Tuesday, November 4, 2008

Volume & Pressure

Pretty much all of you know by now that I am seriously considering joining the Navy and becoming an Intelligence Officer...but unfortunately as I have spent the last several months interviewing former Naval Officers, I have learned that two subjects that I have completely neglected for the last 5 or so years, Math and Science, are at the heart of the test that qualifies one to join at the Officer level. Yikes.

In my attempt to study things out, I decided to take a practice test and then look up the answers that I got wrong on wikepedia. One of the test questions that I totally missed was the relationship between volume and pressure; in other words, I had no concept of the relationship between the two existing laws of nature. Here is the rule. Apparently, when the volume of a certain object decreases, the pressure on and around it increases. Conversely, when the volume of a certain object increases, the pressure upon it literally disseminates.

Interesting...so, can it be surmised by the physical laws of the universe can also apply to natural laws that exist in human relationships? The Sociologist in me had to ask.

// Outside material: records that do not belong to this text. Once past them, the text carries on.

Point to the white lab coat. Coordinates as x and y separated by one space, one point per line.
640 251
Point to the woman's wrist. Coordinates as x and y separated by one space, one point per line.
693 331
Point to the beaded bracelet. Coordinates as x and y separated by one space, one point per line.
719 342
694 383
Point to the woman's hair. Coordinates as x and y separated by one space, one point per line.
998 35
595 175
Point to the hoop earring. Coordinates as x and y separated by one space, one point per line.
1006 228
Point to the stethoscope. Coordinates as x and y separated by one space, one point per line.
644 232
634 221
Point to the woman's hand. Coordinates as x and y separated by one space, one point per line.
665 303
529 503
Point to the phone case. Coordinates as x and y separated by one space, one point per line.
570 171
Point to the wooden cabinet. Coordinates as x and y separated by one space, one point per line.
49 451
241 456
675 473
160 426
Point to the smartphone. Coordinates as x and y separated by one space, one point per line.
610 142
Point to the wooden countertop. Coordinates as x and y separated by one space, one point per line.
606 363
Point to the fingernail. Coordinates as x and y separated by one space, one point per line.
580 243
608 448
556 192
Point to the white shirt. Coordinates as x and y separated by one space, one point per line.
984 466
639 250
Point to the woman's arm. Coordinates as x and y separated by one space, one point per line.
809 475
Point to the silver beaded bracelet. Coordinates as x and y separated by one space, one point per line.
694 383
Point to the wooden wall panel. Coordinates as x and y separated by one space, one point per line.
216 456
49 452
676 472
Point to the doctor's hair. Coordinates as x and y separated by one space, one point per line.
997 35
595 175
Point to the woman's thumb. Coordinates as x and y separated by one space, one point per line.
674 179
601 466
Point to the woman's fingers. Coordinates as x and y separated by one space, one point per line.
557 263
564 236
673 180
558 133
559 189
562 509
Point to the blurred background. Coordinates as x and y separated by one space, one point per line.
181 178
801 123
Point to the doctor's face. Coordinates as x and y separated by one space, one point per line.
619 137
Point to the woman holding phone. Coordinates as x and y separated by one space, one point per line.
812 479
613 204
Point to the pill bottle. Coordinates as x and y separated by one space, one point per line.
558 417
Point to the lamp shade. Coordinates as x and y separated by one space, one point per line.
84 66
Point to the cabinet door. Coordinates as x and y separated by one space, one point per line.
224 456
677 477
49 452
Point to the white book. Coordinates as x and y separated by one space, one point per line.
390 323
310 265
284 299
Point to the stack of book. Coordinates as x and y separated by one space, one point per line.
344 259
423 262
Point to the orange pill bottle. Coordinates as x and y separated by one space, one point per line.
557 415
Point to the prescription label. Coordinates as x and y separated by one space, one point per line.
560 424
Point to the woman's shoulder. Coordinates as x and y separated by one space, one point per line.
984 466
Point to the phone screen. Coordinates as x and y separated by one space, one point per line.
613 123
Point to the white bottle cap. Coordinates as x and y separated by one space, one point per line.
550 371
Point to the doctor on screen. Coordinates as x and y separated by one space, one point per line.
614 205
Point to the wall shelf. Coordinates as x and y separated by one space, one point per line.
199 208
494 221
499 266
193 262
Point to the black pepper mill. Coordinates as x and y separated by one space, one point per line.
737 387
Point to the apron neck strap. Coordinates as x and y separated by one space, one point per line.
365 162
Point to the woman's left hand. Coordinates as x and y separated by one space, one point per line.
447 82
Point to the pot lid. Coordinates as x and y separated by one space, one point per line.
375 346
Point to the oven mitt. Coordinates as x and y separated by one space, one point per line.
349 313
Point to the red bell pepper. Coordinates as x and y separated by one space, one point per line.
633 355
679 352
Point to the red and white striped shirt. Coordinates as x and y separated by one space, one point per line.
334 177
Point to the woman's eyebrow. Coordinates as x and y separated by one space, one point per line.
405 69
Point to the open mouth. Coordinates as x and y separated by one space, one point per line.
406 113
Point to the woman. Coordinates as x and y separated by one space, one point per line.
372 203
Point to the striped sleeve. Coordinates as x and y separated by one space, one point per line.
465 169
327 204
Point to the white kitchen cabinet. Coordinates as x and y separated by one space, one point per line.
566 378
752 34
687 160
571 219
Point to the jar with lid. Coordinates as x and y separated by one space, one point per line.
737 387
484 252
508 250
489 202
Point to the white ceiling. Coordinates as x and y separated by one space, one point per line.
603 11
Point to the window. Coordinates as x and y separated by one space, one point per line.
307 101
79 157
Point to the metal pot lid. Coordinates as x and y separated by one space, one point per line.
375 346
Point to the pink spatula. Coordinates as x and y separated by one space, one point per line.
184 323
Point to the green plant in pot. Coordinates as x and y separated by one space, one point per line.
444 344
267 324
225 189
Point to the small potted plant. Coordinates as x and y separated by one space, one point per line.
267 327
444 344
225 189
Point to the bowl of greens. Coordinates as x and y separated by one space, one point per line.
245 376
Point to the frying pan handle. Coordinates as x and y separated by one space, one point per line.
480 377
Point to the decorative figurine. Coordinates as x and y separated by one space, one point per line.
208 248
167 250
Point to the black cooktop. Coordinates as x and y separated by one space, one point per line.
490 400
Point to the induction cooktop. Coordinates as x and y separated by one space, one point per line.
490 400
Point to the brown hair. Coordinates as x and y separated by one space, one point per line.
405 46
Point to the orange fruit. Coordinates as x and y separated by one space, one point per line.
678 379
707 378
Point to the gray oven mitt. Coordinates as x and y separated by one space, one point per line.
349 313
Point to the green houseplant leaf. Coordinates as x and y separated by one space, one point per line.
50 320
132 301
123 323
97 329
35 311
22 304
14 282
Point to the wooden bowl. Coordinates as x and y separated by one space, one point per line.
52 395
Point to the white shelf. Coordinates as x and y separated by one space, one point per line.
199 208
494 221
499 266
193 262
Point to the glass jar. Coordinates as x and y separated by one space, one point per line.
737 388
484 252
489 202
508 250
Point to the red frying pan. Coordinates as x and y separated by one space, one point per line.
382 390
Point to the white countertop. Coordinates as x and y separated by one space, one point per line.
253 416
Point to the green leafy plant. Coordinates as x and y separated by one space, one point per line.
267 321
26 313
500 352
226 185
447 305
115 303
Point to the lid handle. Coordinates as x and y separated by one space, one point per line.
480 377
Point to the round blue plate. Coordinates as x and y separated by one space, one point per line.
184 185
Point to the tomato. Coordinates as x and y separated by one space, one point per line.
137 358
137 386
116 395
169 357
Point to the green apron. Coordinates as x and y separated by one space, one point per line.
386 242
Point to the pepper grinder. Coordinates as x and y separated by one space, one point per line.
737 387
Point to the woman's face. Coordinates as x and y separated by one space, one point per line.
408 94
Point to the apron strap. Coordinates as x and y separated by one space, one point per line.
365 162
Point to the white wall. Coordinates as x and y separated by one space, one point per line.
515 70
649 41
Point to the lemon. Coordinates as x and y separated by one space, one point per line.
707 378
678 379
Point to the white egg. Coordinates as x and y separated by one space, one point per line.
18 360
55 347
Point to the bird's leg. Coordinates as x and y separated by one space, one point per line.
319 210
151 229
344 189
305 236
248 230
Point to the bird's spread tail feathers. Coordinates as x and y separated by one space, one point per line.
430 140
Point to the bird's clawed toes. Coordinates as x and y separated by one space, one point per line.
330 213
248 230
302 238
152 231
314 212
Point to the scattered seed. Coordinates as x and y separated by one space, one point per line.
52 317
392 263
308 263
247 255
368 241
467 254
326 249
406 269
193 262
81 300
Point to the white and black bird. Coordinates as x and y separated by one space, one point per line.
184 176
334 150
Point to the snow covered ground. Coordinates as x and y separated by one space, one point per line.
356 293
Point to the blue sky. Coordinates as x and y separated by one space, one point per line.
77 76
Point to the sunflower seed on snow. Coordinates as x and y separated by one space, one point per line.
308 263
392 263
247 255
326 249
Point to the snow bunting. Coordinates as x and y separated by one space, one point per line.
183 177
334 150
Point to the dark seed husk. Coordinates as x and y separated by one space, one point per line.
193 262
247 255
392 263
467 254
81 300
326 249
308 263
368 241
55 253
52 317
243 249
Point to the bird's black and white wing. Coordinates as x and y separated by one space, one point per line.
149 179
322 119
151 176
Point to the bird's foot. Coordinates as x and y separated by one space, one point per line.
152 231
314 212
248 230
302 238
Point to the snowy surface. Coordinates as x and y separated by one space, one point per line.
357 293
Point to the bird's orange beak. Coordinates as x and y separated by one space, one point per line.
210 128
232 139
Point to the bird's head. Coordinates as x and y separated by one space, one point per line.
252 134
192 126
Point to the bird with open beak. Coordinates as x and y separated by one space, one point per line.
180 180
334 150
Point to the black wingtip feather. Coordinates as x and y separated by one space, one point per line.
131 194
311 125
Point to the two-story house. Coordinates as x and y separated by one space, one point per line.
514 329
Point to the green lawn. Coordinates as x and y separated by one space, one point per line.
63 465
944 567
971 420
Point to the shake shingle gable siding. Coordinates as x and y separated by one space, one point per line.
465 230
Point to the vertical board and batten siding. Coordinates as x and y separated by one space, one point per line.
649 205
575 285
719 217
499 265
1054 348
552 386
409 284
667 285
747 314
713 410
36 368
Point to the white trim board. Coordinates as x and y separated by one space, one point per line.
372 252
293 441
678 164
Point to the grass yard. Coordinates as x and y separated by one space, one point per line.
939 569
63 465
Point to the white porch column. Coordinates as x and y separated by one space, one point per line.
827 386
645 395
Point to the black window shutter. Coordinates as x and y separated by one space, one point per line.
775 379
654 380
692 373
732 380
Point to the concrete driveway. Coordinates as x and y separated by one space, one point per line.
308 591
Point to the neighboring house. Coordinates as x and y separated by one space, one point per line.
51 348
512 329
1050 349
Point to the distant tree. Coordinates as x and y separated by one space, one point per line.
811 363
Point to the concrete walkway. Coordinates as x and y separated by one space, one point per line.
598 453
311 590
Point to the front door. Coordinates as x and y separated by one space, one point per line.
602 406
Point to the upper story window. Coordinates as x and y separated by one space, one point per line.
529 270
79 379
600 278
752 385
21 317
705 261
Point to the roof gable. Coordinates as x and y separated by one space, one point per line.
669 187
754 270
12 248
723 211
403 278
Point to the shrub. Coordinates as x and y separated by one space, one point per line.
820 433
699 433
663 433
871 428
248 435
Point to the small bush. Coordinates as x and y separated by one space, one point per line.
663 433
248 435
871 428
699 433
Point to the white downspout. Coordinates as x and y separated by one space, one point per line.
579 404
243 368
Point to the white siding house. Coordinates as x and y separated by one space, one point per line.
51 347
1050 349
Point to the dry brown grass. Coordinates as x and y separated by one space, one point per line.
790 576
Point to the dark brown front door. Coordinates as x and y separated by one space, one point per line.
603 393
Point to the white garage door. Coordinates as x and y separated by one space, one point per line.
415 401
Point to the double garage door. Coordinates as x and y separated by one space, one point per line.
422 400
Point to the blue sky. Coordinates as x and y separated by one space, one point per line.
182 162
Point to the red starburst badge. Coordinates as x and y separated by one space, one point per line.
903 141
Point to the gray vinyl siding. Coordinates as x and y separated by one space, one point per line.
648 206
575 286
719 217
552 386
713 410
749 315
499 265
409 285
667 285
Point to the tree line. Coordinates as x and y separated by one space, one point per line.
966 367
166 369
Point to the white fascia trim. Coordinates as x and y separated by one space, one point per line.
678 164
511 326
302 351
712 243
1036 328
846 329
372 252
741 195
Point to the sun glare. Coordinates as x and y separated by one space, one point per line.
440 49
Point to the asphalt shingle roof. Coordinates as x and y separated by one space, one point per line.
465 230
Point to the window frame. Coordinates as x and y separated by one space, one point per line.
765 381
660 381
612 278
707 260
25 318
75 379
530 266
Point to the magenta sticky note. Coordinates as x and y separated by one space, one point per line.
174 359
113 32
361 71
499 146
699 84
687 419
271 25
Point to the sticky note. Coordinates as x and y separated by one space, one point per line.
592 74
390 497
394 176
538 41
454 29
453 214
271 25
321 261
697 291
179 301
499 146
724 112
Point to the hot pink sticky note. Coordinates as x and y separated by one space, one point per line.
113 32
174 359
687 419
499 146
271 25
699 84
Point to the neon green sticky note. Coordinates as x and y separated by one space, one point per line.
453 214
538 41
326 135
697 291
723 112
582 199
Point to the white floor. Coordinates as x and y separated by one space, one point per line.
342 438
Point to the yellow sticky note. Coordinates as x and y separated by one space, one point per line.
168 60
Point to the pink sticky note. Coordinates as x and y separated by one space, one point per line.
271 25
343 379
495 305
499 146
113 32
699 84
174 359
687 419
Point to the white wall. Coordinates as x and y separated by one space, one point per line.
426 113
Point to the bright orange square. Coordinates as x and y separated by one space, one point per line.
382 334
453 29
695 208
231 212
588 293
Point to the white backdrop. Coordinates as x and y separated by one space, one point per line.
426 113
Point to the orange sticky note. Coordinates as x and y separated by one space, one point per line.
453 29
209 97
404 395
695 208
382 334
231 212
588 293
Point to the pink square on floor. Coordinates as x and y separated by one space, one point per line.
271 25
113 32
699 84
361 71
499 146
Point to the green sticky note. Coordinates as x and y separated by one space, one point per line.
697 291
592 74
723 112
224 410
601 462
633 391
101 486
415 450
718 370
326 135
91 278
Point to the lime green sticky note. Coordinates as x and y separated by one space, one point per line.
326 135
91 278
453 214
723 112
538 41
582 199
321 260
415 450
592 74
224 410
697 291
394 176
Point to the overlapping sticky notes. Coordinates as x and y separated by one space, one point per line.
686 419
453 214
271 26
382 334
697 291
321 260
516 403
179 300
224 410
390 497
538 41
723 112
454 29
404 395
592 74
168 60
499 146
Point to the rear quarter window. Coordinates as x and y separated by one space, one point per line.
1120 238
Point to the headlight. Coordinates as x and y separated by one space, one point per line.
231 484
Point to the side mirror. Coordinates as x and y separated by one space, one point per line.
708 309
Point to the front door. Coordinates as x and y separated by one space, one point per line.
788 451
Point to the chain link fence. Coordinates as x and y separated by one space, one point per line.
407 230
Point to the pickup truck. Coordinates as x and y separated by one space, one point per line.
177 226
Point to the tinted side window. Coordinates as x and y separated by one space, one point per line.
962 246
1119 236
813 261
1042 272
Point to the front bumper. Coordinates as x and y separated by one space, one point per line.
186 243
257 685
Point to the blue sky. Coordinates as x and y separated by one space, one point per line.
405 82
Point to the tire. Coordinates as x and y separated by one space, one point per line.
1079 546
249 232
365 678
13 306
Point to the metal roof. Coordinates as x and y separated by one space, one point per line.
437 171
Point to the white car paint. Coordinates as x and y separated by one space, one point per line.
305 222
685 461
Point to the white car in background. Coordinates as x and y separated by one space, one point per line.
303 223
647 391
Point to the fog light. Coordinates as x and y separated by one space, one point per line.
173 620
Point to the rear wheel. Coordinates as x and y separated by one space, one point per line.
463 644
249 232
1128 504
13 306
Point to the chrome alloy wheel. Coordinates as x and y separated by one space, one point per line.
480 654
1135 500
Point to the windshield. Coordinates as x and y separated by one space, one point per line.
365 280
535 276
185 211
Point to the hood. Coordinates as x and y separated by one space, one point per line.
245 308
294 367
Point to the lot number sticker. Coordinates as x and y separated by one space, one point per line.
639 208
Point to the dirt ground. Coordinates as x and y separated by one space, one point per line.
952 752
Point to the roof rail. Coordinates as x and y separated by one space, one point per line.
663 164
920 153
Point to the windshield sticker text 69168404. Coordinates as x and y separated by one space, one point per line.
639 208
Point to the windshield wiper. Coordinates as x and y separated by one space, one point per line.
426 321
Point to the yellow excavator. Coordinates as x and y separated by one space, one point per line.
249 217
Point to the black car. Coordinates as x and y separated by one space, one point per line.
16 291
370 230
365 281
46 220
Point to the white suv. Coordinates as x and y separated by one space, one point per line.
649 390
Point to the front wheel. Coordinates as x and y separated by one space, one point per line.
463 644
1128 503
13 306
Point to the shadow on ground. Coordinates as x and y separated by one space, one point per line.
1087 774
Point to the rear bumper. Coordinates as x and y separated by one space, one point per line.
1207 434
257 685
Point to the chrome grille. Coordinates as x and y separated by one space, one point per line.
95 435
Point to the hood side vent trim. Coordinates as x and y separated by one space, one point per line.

When I was in college, I had a class about gender roles and stereotypes. Not surprisingly, we discovered as a class (via a documentary entitled "Tough Guise") that throughout the past couple of decades images of women in the media have become extraordinarily waif-like (models...skinnier than ever) and images of men in the media have gotten HUGE. Gone are the days of Marilyn Monroe's curves or where a tights sporting Superman of the 1950's can get away with having regular sized muscles. Nope, it's ancient history. GI Joe's action figurine bodies have literally tripled in their upper body size...along with their weapons, not to mention Batman's ever expanding muscular bodysuit. However, the physical implications and changes in gender expectations our culture has experienced throughout recent decades are only a small portion of what is happening on the spiritual level. Violence has increased exponentially...and so have eating disorders; two consequences that show that what is going on is more than physical changes.

Volume & Pressure case in point: Self Esteem.

Imagine a healthy, happy 7th grade girl walks into a room of preteen counterparts that she is not familiar with. She looks around and notices that everyone seems to be wearing a certain trend of clothes that she knows her family cannot afford, and even though she feels good about her outfit at first, it being her outfit of choice, her good feelings begin to evaporate as she is unable to retain her volume in the room with people who seem to be wearing something else. The pressure to change what is different is not direct, but due to the contrast that completely surrounds her, she surmises that perhaps because she is the only one like her, she might just be wrong. The more she thinks about what is different, the more she doubts how much volume she is supposed to have as her own unique individual self. Then, inevitably a mean girl or some jerk appears and plants some thoughtless remark to send her into a tailspin, if she internalizes their judgements. She begins to feel more and more pressure to change and meet other people's expectations and less and less capable of making her own unique impact on the world. Ultimately, the choice is hers to resist the pressure and go her own way, but the choice is hard at first, for there is a lot of real pressure to resist. If she disappeared and blended in, then, she surmises, the pressure would then disappear as well.

Due to the laws of physical nature, we know that this is not so, for as volume decreases, pressure continues to rise. If this girl caves now she will forever be in a chase to be defined by what the world would make of her, which influence ultimately deforms people and relationships. If she would only take a stand to be unique, draw a clear line around what and who she is and make it abundantly clear that she has volume on purpose...something miraculous happens. The pressure to change is literally no longer in effect on her, but the pressure is immediately deflected upon the pressuring party to make the change. Instead of making changes to herself, others are now in the pressure pot to accept her for who she is, which they are not prepared to do, so they end up going away. Her volume increases, and she cares less and less for how she seems to fit in.

I knew a girl once who made ugly and poor seem as desirable as Hollywood. She died at twenty one, as I am sure, the happiest person that ever lived. It's not because she had everything, but because she had nothing and embraced it with all her heart. As they said in the olden days: "I've got plenty of nothin', and nothin' is plenty for me."

2 comments:

Emily said...

That was so me in 7th grade. 8th - 11th grade too, for that matter. In 12th grade I kind of finally found my niche and didn't care. That feeling comes back though, from time to time. Usually when I'm around people that are pretty, wealthy, and mean (or cold). Interesting thoughts Jones. Truth be told, I really can't see you as a Navy girl, but I can see you writing. Keep it up!

Rachel Wattson said...

DEEEEP Em, really deep. I don't think intelligence is the right field for you. Shoot for a counseling or debriefing position of some sort. The Navy has a world of opportunity so explore it.